High-performance liquid chromatograpic comparison of the tunicaminyluracil-based antibiotics corynetoxin, tunicamycin, streptovirudin and MM 19290

Journal of Chromatography A
1983.0

Abstract

Resolution of the components of tunicaminyluracil-based antibiotics by reversed-phase high-performance liquid chromatography is described. Two systems are employed using a silica-based ODS bonded-phase support, and gradient elution with either water-methanol or water-methanol-tetrahydrofuran as mobile phase. The ternary mixture reduces analysis time by a factor of 4 whilst retaining resolution, however the increase in background absorption due to introduction of tetrahydrofuran reduces optimum detector sensitivity about sixteen-fold.
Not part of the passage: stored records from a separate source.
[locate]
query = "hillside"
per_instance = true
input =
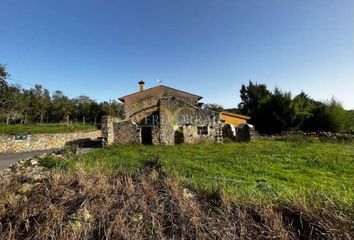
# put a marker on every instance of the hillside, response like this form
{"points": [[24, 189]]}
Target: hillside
{"points": [[266, 189]]}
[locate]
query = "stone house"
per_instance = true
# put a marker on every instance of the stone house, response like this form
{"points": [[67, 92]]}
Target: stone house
{"points": [[162, 115]]}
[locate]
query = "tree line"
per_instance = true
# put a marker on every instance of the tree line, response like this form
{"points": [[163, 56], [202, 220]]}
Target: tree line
{"points": [[276, 111], [38, 105]]}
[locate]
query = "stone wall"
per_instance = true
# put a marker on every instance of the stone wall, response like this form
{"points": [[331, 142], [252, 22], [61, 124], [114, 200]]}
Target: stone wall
{"points": [[8, 144], [107, 128], [126, 132]]}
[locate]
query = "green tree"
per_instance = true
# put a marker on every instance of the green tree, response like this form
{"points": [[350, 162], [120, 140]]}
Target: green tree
{"points": [[275, 113], [213, 107], [303, 107]]}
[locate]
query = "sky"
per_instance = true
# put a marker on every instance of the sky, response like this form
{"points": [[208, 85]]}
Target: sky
{"points": [[103, 48]]}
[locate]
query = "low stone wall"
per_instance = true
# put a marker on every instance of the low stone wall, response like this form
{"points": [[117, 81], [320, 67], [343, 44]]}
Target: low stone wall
{"points": [[34, 142], [339, 136]]}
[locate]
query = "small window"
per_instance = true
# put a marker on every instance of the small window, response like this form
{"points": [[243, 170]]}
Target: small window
{"points": [[202, 130]]}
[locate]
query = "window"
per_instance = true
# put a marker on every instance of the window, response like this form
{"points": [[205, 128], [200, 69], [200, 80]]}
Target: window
{"points": [[202, 130]]}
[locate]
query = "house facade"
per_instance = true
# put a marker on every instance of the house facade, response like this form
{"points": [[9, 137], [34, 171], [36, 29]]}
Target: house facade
{"points": [[162, 115]]}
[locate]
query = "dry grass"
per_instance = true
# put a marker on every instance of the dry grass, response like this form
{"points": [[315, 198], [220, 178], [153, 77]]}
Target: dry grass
{"points": [[146, 205]]}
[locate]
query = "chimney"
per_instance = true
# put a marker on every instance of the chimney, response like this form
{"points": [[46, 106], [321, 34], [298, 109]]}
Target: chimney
{"points": [[141, 84]]}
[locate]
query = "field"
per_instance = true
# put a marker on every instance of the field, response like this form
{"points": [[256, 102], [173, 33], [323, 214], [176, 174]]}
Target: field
{"points": [[43, 128], [294, 188], [320, 175]]}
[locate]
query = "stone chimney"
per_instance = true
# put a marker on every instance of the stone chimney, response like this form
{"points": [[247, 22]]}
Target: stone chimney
{"points": [[141, 85]]}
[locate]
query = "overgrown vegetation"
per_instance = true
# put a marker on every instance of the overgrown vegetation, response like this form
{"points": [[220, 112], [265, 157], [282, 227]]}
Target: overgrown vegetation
{"points": [[319, 175], [44, 128], [37, 105]]}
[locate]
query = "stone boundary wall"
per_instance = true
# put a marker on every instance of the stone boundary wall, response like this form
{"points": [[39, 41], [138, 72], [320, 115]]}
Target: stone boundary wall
{"points": [[8, 144], [339, 136]]}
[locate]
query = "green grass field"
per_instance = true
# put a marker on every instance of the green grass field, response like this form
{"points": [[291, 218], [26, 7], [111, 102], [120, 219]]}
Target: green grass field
{"points": [[43, 128], [319, 175]]}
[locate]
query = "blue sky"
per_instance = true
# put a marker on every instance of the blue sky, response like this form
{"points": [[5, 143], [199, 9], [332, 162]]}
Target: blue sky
{"points": [[103, 48]]}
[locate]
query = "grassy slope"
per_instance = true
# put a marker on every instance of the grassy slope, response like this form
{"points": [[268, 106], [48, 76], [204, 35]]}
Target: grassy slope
{"points": [[43, 128], [320, 175]]}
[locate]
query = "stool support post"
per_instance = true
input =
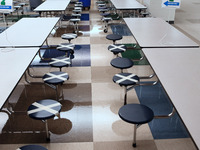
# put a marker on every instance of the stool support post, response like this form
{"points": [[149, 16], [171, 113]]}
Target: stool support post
{"points": [[125, 96], [47, 130], [134, 135]]}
Both systems are capable of separating the homologues within individual antibiotics and further resolving them into their anteiso-, iso- or normal-isomers as defined by the termination of the fatty acid portion of their structure, The resultant reproducible pattern of peaks in the chromatograms, and the retention time changes associated with catalytic reduction, have allowed assignment of structures to previously unrecognized or unidentified components in all antibiotics studied, e.g., the 23 components identified in MM 19290, and have permitted correlation of the various nomenclatures published for tunicamycin components.